Comment by raddan 3 days ago

7 replies

The problem with an endorsement scheme is citation rings, ie groups of people who artificially inflate the perceived value of some line of work by citing each other. This is a problem even now, but it is kept in check by the fact that authors do not usually have any control over who reviews their paper. Indeed, in my area, reviews are double blind, and despite claims that “you can tell who wrote this anyway” research done by several chairs in our SIG suggests that this is very much not the case.

Fundamentally, we want research that offers something new (“what did we learn?”) and presents it in a way that at least plausibly has a chance of becoming generalizable knowledge. You call it gate-keeping, but I call it keeping published science high-quality.

geysersam 3 days ago

But you can choose to not trust people that are part of citation rings.

  • dmoy 3 days ago

    It is a non trivial problem to do just that.

    It's related to the same problems you have with e.g. Sybil attacks: https://en.wikipedia.org/wiki/Sybil_attack

    I'm not saying it wouldn't be worthwhile to try, just that I expect there to be a lot of very difficult problems to solve there.

    • yorwba 3 days ago

      Sybil attacks are a problem when you care about global properties of permissionless networks. If you only care about local properties in a subnetwork where you hand-pick the nodes, the problem goes away. I.e. you can't use such a scheme to find the best paper in the whole world, but you can use it to rank papers in a small subdiscipline where you personally recognize most of the important authors.

    • phi-go 2 days ago

      With peer review you do not even have a choice as to which reviewers to trust as it is all homogenized by acceptance or not. This is marginally better if reviews are published.

      That is to say I also think it would be worthwhile to try.

  • godelski 2 days ago

    Here's a paper rejected for plagiarism.
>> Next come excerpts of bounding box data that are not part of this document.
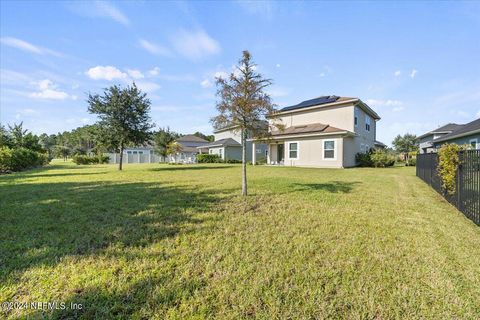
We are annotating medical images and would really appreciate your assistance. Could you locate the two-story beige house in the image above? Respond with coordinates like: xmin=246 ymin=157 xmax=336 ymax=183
xmin=254 ymin=96 xmax=381 ymax=168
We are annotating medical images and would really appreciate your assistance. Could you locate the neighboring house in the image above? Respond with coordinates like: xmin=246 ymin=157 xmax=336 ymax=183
xmin=433 ymin=118 xmax=480 ymax=150
xmin=107 ymin=144 xmax=164 ymax=163
xmin=417 ymin=123 xmax=462 ymax=153
xmin=251 ymin=96 xmax=383 ymax=168
xmin=198 ymin=123 xmax=267 ymax=162
xmin=168 ymin=134 xmax=208 ymax=163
Why don't you click on the authors' names and look at their Google scholar pages... you can also look at their DBLP page and see who they publish with.

    Also look how frequently they publish. Do you really think it's reasonable to produce a paper every week or two? Even if you have a team of grad students? I'll put it this way, I had a paper have difficulty getting through reviewer for "not enough experiments" when several of my experiments took weeks wall time to run and one took a month (could not run that a second time lol)

    We don't do a great job at ousting frauds in science. It's actually difficult to do because science requires a lot of trust. We could alleviate some of these issues if we'd allow publication or some reward mechanism for replication, but the whole system is structured to reward "new" ideas. Utility isn't even that much of a factor in some areas. It's incredibly messy.

    Most researchers are good actors. We all make mistakes and that's why it's hard to detect fraud. But there's also usually high reward for doing so. Though most of that reward is actually getting a stable job and the funding to do your research. Which is why you can see how it might be easy to slip into cheating a little here and there. There's ways to solve that that don't include punishing anyone...

    https://openreview.net/forum?id=cIKQp84vqN

Ey7NFZ3P0nzAe a day ago

But if you have a citation ring and one of the paper goes down as being fraudulent it reflects extremely bad on all people that endorsed it. So it's a bad strategy (game theory wise) to take part in such rings.